Pier 54 Redesigned by Architecture and Design Proteges | New Visions for Public Schools

Pier 54 Redesigned by Architecture and Design Proteges

If one group of NYC teenagers had its way, Manhattan’s Pier 54 would be a city hot spot, decked with an underwater museum, rooftop restaurant, carnival and aquarium.

“The pier was closed after Hurricane Sandy, so we worked together to figure out how we would rebuild it to make it a fun place to go,” said Fahim Uddin, a sophomore from Bronx Engineering and Technology Academy.  

Fahim, along with about 12 other architects and engineers in the making from high schools across the city, worked together over the course of ten months to re-imagine the pier, as part of the ACE mentorship program.
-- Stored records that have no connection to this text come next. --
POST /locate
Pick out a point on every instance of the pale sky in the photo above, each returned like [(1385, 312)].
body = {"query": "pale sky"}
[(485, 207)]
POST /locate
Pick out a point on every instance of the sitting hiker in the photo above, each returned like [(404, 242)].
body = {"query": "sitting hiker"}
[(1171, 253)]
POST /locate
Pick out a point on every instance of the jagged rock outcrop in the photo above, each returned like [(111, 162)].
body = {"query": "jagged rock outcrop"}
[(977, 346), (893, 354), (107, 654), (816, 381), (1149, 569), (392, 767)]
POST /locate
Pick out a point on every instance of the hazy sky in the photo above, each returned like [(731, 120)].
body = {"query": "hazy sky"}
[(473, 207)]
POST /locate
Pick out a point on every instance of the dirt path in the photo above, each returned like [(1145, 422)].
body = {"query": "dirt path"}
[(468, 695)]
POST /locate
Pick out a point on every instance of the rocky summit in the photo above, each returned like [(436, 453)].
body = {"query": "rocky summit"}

ACE, founded in 1994, is an after-school program that partners students interested in architecture, construction and engineering with mentors currently active in the industries. Throughout the school year, student groups meet bi-weekly with a team of mentors to emulate a design team and work on projects selected by the mentors. The mentors guide students through the process of creating a mock design project, introducing them to roles, responsibilities and vocabulary used in the industry. 

“Our goal at ACE has been to engage, excite and enlighten students to pursue careers in these industries,” said Annika Smith, the executive director for the Greater New York ACE chapter. “The projects the students work on with their mentors mirror real world industry standards and expose them to these careers in a real, tangible way.”

BETA has participated in this program over the past eight years, sending dozens of students like Fahim through the program each year.  The structure of ACE’s mentorship program works hand in hand with BETA’s work-based learning engineering curriculum.

“We want our students to experience what it would be like working with professionals in the real world,” said Jared Jax, BETA’s engineering director. “A lot of them come in and say they want to be an engineer, but have no idea what an engineer does.  So, for them to be able to experience it firsthand with ACE and be able to make an informed decision about whether or not they want to pursue this in college is invaluable.”

“I’m a lot more interested in architecture now,” said Fahim. “Before ACE, I thought architecture was easy and just about drawing; I thought that architects made a lot of money for nothing.  But working on this project with my ACE mentors showed me that the techniques that architects need to draw and sketch to satisfy their clients are not easy.  I think I’m a better artist now because of all the sketches I’ve done.”

At the end of each school year all groups come together for a week- long culmination event to present their projects to their peers as if they were presenting to potential clients.

Some of this year’s projects presented by the 40 teams across NYC included the redesign of LaGuardia airport and Yankee stadium as well as the rebuilding of Seaside Heights after Hurricane Sandy.

“We couldn’t have done any of this without the mentors,” said Fahim. “They helped us organize our ideas and they taught us how to be professional.  That really helped me because I didn’t know anything about working with clients. We really learned how to deal with clients and take into account what they are looking for.”

The 11 mentors from the Pier 54 team include construction consultants from Navigant Consulting Inc., engineers and architects from Gannett Fleming Inc. and HNTB Architecture and environmental engineers and scientists from Hazen and Sawyer, P.C.

Marshall Harris of Navigant Consulting has been an ACE mentor for six years and led the Pier 54 team this year. “The ACE program provides students with an experience they can’t get from a textbook. For these students the learning goes beyond just finding out about the architecture, construction and engineering industries,” said Marshall. “They learn to think critically like an engineer or an architect would and they learn to work together.  Ultimately, regardless of whether or not ACE influences the course of study that a student chooses in college or the career path that a student pursues after college, it’s wonderful to know that the ACE experience will stick with these students for many years.”